Sejumlah Grup Band Lokal Ramaikan Festival Perkusi Aceh 

Sejumlah Grup Band Lokal Ramaikan Festival Perkusi Aceh 
Foto: Ist

BANDA ACEH - Sejumlah grup band lokal dan sanggar seni di Banda Aceh akan menggebrak panggung taman budaya, dalam acara bertajuk Festival Perkusi Aceh yang digelar  Dinas Kebudayaan dan Pariwisata Aceh selama dua hari, 13-14 Maret 2021 mendatang.

Kepala Dinas Kebudayaan dan Pariwisata Aceh, Jamaluddin menjelaskan, setelah sukses pada dua kegiatan seni dan budaya sebelumnya, Pentas Aceh Mileneal dan  Festival Kopi Kutaraja yang digelar pekan lalu, hajatan Festival Perkusi ini digelar dalam rangka meningkatkan kembali gairah para pelaku seni dan budaya di Aceh yang sempat terpuruk akibat pandemi covid-19, sehingga berimbas pada kurangnya ruang dan media untuk mengekspresikan diri.

"Atas dasar itulah Festival Perkusi Aceh ini kita gelar," ucap Jamaluddin.

Kata dia, event ini bukan hanya sekedar sebagai ruang bagi para seniman di Aceh untuk berekspresi dan berkreasi, namun jauh dari itu, pihaknya berkeinginan agar pagelaran tersebut mampu memberikan informasi kepada dunia luar tentang kekayaan budaya yang dimiliki oleh provinsi berjuluk serambi mekah ini.

"Kegiatan ini akan menyasar kalangan muda kreatif, dan komunitas-komunitas musik di Aceh, yang senantiasa mengeksplor musik perkusi Aceh dalam setiap karya mereka," ungkap Jamaluddin.

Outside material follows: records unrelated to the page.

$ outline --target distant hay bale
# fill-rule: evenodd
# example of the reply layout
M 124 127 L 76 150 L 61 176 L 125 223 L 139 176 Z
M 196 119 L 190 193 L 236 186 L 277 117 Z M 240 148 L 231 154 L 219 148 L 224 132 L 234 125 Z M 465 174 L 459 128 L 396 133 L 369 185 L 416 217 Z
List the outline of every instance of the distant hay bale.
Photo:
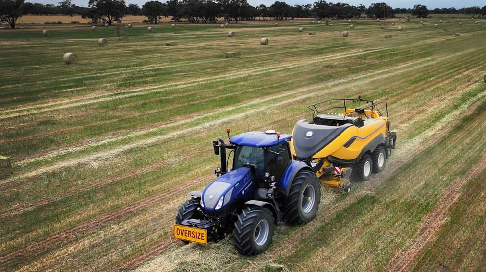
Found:
M 62 57 L 64 63 L 66 64 L 75 64 L 77 63 L 77 56 L 74 53 L 66 53 Z
M 106 40 L 104 38 L 100 38 L 98 39 L 98 44 L 101 46 L 107 45 L 108 40 Z
M 238 59 L 241 56 L 242 53 L 239 52 L 228 52 L 225 55 L 227 59 Z

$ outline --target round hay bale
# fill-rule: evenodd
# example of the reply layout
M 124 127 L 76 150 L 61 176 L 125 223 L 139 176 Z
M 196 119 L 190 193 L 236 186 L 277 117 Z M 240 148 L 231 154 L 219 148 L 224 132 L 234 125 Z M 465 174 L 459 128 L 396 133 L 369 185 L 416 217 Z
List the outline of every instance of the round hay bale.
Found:
M 74 53 L 66 53 L 62 57 L 64 63 L 66 64 L 75 64 L 77 63 L 77 56 Z
M 166 42 L 166 46 L 176 46 L 179 45 L 179 43 L 177 42 Z
M 102 46 L 107 45 L 108 40 L 106 40 L 104 38 L 100 38 L 98 39 L 98 44 Z
M 228 52 L 225 54 L 225 56 L 227 59 L 238 59 L 242 55 L 242 53 L 239 52 Z
M 262 45 L 268 45 L 268 39 L 266 38 L 262 38 L 260 39 L 260 44 Z

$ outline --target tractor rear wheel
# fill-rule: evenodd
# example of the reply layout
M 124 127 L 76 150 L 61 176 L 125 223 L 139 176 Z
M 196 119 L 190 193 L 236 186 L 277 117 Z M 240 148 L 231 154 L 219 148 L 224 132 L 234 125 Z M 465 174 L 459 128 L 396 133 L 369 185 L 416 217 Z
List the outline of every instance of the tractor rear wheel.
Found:
M 273 215 L 265 208 L 248 207 L 238 215 L 233 230 L 235 248 L 242 255 L 263 252 L 272 241 L 275 227 Z
M 320 203 L 320 183 L 309 170 L 297 173 L 287 198 L 286 219 L 288 224 L 306 223 L 316 217 Z
M 383 146 L 378 146 L 373 152 L 371 158 L 373 159 L 373 173 L 380 173 L 385 169 L 385 164 L 387 160 L 386 152 Z
M 353 182 L 367 181 L 371 178 L 373 160 L 368 153 L 365 153 L 361 159 L 353 165 L 351 172 L 351 181 Z

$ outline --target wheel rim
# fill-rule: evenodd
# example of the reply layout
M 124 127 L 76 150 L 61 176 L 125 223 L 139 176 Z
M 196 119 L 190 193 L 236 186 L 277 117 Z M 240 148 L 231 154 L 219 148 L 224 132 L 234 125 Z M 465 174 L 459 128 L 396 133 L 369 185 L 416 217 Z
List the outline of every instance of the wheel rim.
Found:
M 382 168 L 384 163 L 385 163 L 385 155 L 383 154 L 383 152 L 380 152 L 380 155 L 378 155 L 378 167 Z
M 308 185 L 302 192 L 302 211 L 308 213 L 312 210 L 316 201 L 316 190 L 311 184 Z
M 366 160 L 366 162 L 364 163 L 364 167 L 363 168 L 363 172 L 364 172 L 365 177 L 369 176 L 369 174 L 371 172 L 371 163 L 369 160 Z
M 268 233 L 270 232 L 270 226 L 268 222 L 265 220 L 260 220 L 255 228 L 255 233 L 253 234 L 255 243 L 258 246 L 261 246 L 267 242 L 268 238 Z

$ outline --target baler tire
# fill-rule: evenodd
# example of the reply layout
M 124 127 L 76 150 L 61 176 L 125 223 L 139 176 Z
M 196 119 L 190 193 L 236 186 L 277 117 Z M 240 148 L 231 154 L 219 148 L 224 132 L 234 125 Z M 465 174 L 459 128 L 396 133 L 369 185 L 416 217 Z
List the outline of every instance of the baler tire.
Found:
M 261 228 L 260 226 L 262 226 Z M 262 207 L 246 207 L 238 215 L 235 222 L 235 228 L 233 230 L 235 249 L 242 255 L 254 256 L 260 254 L 270 245 L 274 228 L 273 214 L 270 210 Z M 265 232 L 261 233 L 261 231 Z M 261 237 L 260 235 L 263 236 Z
M 368 176 L 364 174 L 364 168 L 366 162 L 368 162 L 370 164 L 369 166 L 369 173 Z M 365 153 L 358 162 L 353 165 L 351 172 L 351 181 L 353 182 L 367 181 L 371 178 L 373 160 L 371 159 L 371 156 L 369 153 Z
M 182 221 L 189 218 L 200 219 L 196 212 L 197 208 L 200 205 L 200 198 L 191 198 L 191 199 L 186 200 L 179 208 L 177 215 L 175 217 L 175 223 L 181 224 Z M 194 215 L 197 216 L 194 217 Z M 186 244 L 190 243 L 186 241 L 183 241 L 182 242 Z
M 305 212 L 302 207 L 302 197 L 305 189 L 310 186 L 315 192 L 314 203 L 310 210 Z M 285 216 L 287 223 L 295 225 L 307 223 L 314 219 L 319 209 L 320 196 L 320 182 L 316 174 L 309 170 L 297 173 L 287 198 Z
M 387 153 L 386 150 L 383 146 L 378 146 L 373 152 L 371 154 L 371 158 L 373 159 L 373 173 L 380 173 L 385 169 L 385 165 L 387 162 Z M 382 158 L 380 159 L 380 154 L 382 154 Z M 383 160 L 383 164 L 380 167 L 380 161 Z

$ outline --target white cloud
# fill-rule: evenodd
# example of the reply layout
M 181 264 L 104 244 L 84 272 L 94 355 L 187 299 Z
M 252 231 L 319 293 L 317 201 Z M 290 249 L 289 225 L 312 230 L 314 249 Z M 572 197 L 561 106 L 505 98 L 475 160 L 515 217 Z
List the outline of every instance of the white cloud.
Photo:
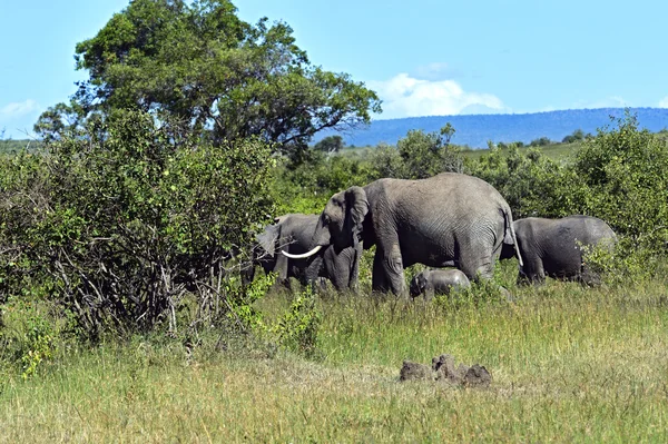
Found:
M 472 109 L 509 112 L 498 97 L 466 92 L 454 80 L 432 81 L 400 73 L 386 81 L 370 81 L 367 86 L 383 100 L 383 119 L 459 115 Z
M 440 61 L 429 63 L 429 65 L 423 65 L 421 67 L 418 67 L 418 69 L 415 70 L 416 75 L 420 76 L 421 78 L 432 79 L 432 80 L 435 80 L 440 76 L 444 76 L 450 71 L 451 71 L 451 69 L 448 66 L 448 63 L 440 62 Z
M 26 116 L 30 112 L 37 111 L 39 106 L 37 101 L 28 99 L 19 102 L 11 102 L 0 108 L 0 118 L 11 119 L 17 117 Z

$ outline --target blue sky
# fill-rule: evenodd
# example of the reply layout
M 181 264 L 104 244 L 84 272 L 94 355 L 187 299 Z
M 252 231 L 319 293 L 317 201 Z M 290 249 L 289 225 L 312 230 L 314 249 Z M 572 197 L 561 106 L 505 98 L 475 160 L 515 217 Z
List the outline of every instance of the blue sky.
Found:
M 376 118 L 668 107 L 668 2 L 658 0 L 236 0 L 293 29 L 311 61 L 364 81 Z M 28 137 L 67 101 L 75 45 L 128 0 L 0 7 L 0 130 Z

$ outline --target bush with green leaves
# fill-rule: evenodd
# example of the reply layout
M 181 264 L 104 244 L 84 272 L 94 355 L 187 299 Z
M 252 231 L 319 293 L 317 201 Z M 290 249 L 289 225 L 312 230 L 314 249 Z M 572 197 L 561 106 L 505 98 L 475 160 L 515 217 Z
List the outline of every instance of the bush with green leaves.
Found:
M 511 144 L 505 151 L 493 147 L 485 156 L 468 159 L 465 172 L 491 184 L 505 198 L 514 219 L 563 217 L 576 208 L 577 176 L 549 159 L 539 149 L 520 150 Z
M 307 286 L 295 296 L 287 313 L 272 327 L 272 333 L 282 347 L 313 357 L 317 352 L 321 324 L 315 294 Z
M 269 219 L 271 147 L 212 147 L 119 111 L 102 127 L 3 164 L 0 284 L 37 288 L 88 337 L 175 325 L 187 290 L 220 288 L 223 260 Z
M 668 241 L 668 145 L 635 116 L 612 119 L 578 151 L 583 211 L 606 220 L 635 248 L 662 251 Z

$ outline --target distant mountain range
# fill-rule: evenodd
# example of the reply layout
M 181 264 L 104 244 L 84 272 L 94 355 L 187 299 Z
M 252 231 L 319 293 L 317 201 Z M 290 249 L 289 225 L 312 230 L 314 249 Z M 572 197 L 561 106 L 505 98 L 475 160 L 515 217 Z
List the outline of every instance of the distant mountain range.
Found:
M 629 110 L 637 116 L 640 128 L 656 132 L 668 127 L 668 108 L 629 108 Z M 411 129 L 438 131 L 448 122 L 455 129 L 451 141 L 471 148 L 487 148 L 488 140 L 495 144 L 500 141 L 529 144 L 531 140 L 547 137 L 553 141 L 561 141 L 577 129 L 586 134 L 596 134 L 598 128 L 612 124 L 610 116 L 623 117 L 623 114 L 625 108 L 598 108 L 517 115 L 406 117 L 374 120 L 366 128 L 355 130 L 322 131 L 314 141 L 337 134 L 348 146 L 375 146 L 380 142 L 394 145 Z

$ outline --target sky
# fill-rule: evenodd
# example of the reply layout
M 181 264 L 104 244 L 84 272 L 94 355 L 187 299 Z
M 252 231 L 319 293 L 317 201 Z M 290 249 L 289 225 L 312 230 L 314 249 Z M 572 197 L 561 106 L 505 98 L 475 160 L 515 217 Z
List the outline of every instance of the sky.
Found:
M 383 100 L 376 119 L 668 108 L 668 1 L 236 0 L 238 16 L 288 23 L 312 63 Z M 0 131 L 31 137 L 68 101 L 75 46 L 128 0 L 0 0 Z M 1 136 L 1 135 L 0 135 Z

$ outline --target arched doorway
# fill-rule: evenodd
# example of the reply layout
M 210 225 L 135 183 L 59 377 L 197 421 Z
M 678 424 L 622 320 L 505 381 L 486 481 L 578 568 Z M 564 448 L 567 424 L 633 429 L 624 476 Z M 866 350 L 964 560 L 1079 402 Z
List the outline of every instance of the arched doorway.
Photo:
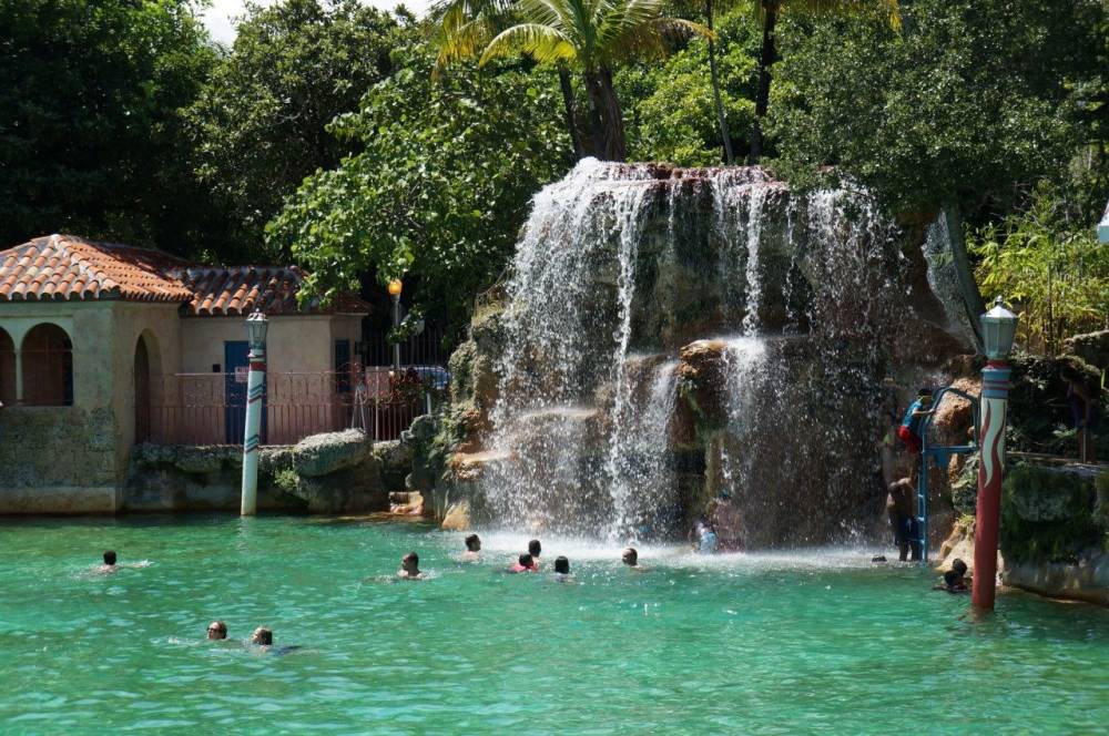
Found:
M 135 343 L 135 444 L 150 440 L 150 351 L 140 335 Z
M 16 406 L 16 343 L 0 327 L 0 403 Z
M 23 337 L 23 403 L 73 406 L 73 344 L 58 325 L 42 323 Z

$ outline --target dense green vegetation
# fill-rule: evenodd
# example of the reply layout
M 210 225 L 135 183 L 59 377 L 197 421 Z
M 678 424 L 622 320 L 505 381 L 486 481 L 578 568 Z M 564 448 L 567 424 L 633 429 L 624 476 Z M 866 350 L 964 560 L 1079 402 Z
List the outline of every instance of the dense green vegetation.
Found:
M 4 245 L 293 258 L 324 294 L 399 275 L 459 325 L 581 155 L 753 154 L 892 214 L 960 211 L 1034 349 L 1105 325 L 1102 0 L 454 0 L 424 20 L 279 0 L 230 49 L 200 2 L 0 0 Z

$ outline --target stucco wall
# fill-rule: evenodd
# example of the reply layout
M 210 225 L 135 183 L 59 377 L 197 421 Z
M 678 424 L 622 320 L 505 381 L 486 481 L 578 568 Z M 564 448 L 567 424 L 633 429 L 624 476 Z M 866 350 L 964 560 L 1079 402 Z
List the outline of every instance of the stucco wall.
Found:
M 108 408 L 0 409 L 0 513 L 112 513 L 122 468 Z
M 271 317 L 266 336 L 271 372 L 319 372 L 332 369 L 333 344 L 327 316 Z M 243 317 L 183 317 L 181 319 L 181 370 L 212 372 L 224 366 L 225 341 L 246 339 Z

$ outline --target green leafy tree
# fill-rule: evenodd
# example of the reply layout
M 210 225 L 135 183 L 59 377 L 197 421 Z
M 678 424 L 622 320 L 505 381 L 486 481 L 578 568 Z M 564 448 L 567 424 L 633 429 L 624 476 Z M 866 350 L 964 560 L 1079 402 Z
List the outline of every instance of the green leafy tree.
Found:
M 480 63 L 527 54 L 540 64 L 567 64 L 584 75 L 589 100 L 589 153 L 627 157 L 623 112 L 612 72 L 634 59 L 660 59 L 668 40 L 710 37 L 706 28 L 662 16 L 661 0 L 520 0 L 519 22 L 498 33 Z
M 394 61 L 399 71 L 330 126 L 360 151 L 309 177 L 269 237 L 307 267 L 315 293 L 403 276 L 418 307 L 459 327 L 511 257 L 531 195 L 571 164 L 551 115 L 557 81 L 461 65 L 436 82 L 427 44 Z
M 899 213 L 955 203 L 971 228 L 1024 208 L 1041 178 L 1065 181 L 1091 140 L 1083 117 L 1105 110 L 1087 94 L 1109 79 L 1100 0 L 902 11 L 901 33 L 877 9 L 785 23 L 775 167 L 803 181 L 836 166 Z
M 708 44 L 695 39 L 662 64 L 635 64 L 617 73 L 617 91 L 628 100 L 628 153 L 632 160 L 665 161 L 680 166 L 716 166 L 726 163 L 723 134 L 745 131 L 754 116 L 754 79 L 757 49 L 745 9 L 724 16 L 716 29 L 719 90 L 725 116 L 722 127 L 708 114 L 718 92 L 704 73 Z
M 0 0 L 0 247 L 218 245 L 179 113 L 214 62 L 185 0 Z
M 981 228 L 971 252 L 983 290 L 1020 310 L 1027 349 L 1055 355 L 1065 337 L 1109 328 L 1109 248 L 1056 188 L 1039 187 L 1026 212 Z
M 754 0 L 752 7 L 762 29 L 762 53 L 759 55 L 759 92 L 755 94 L 755 121 L 751 129 L 751 152 L 747 163 L 756 164 L 762 156 L 762 121 L 770 105 L 770 68 L 777 55 L 776 28 L 782 13 L 831 14 L 862 12 L 881 7 L 892 29 L 901 28 L 897 0 Z M 847 84 L 847 80 L 842 81 Z
M 431 8 L 430 33 L 438 58 L 434 75 L 438 78 L 450 64 L 476 59 L 498 33 L 517 21 L 517 0 L 444 0 Z M 566 112 L 566 127 L 578 159 L 586 155 L 578 130 L 570 68 L 557 64 L 559 89 Z
M 248 4 L 231 52 L 189 110 L 196 174 L 233 213 L 250 251 L 306 176 L 356 151 L 327 131 L 387 76 L 395 43 L 414 38 L 357 0 Z M 287 254 L 272 253 L 271 257 Z

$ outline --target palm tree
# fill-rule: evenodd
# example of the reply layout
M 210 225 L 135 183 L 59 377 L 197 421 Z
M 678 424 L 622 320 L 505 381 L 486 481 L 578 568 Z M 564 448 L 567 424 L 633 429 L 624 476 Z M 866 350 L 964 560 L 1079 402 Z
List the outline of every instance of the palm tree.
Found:
M 755 94 L 755 122 L 751 129 L 751 153 L 749 164 L 759 163 L 762 156 L 762 120 L 766 116 L 770 104 L 770 67 L 777 53 L 774 41 L 774 27 L 783 12 L 852 13 L 871 8 L 885 8 L 889 24 L 901 28 L 901 8 L 897 0 L 754 0 L 755 19 L 762 25 L 763 43 L 759 57 L 759 92 Z
M 438 49 L 435 76 L 454 62 L 477 57 L 497 33 L 513 25 L 515 8 L 516 0 L 442 0 L 433 6 L 431 42 Z M 581 159 L 586 153 L 578 130 L 573 82 L 566 64 L 558 65 L 558 81 L 573 155 Z
M 517 10 L 520 22 L 494 37 L 478 63 L 528 54 L 540 64 L 581 70 L 589 100 L 587 152 L 608 161 L 627 156 L 612 70 L 623 61 L 665 57 L 678 37 L 712 38 L 699 23 L 663 17 L 662 0 L 520 0 Z

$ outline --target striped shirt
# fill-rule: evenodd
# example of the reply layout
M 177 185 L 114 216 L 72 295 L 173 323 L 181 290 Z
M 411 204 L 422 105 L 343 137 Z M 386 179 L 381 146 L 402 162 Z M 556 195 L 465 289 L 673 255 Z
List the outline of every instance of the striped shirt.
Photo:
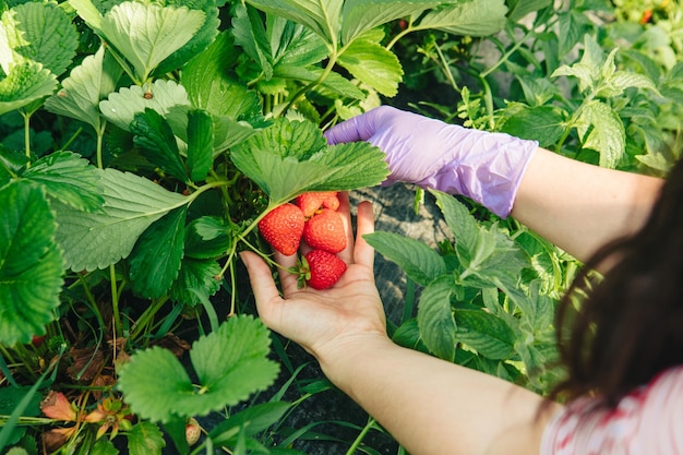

"Dengan demikian, kita juga berharap melalui event-event budaya seperti ini bisa menarik minat wisatawan, baik domestik dan mancanegara untuk datang dan berkunjung ke Aceh," tambahnya.

Terpisah, Kabid Bahasa dan Seni Nurlaila Hamjah menambahkan event festival Perkusi Aceh ini digelar melalui penerapan Protokol Kesehatan (Prokes) yang ketat. Mekanisme ini, kata Nurlaila, merupakan komitmen pihaknya untuk memutuskan mata rantai penyebaran virus Covid-19.

"Ini adalah upaya kita untuk menghindari terciptanya cluster baru penyebaran virus corona," ujar Nurlaila.

Untuk mendukung hal tersebut, tambahnya, panitia telah mempersiapkan segalanya, baik itu konsep pengaturan alur keluar masuk pengunjung, serta dukungan dari alat pemeriksa suhu serta penyiapan beberapa titik alat cuci tangan.

"Kita juga mengharapkan kerjasama pengunjung untuk patuh pada penerapan Prokes, baik itu penggunaan masker, juga memperhatikan jaga jarak antar sesama agar tidak tercipta penumpukan dan kerumunan pengunjung," harap Nurlaila.

Ia menambahkan, bagi masyarakat yang tidak memiliki kesempatan untuk hadir langsung, pihaknya juga menayangkan event tersebut melalui streaming yang disiarkan secara live melalui kanal resmi channel youtube Disbudpar Aceh.

"Jangan khawatir, masyarakat yang tidak berkesempatan hadir, silahkan kunjungi kanal resmi channel youtube disbudpar aceh. Kita akan siarkan secara live event tersebut," terang Nurlaila.

Pemkab Bener Meriah _Ramadhan

Komentar

Loading...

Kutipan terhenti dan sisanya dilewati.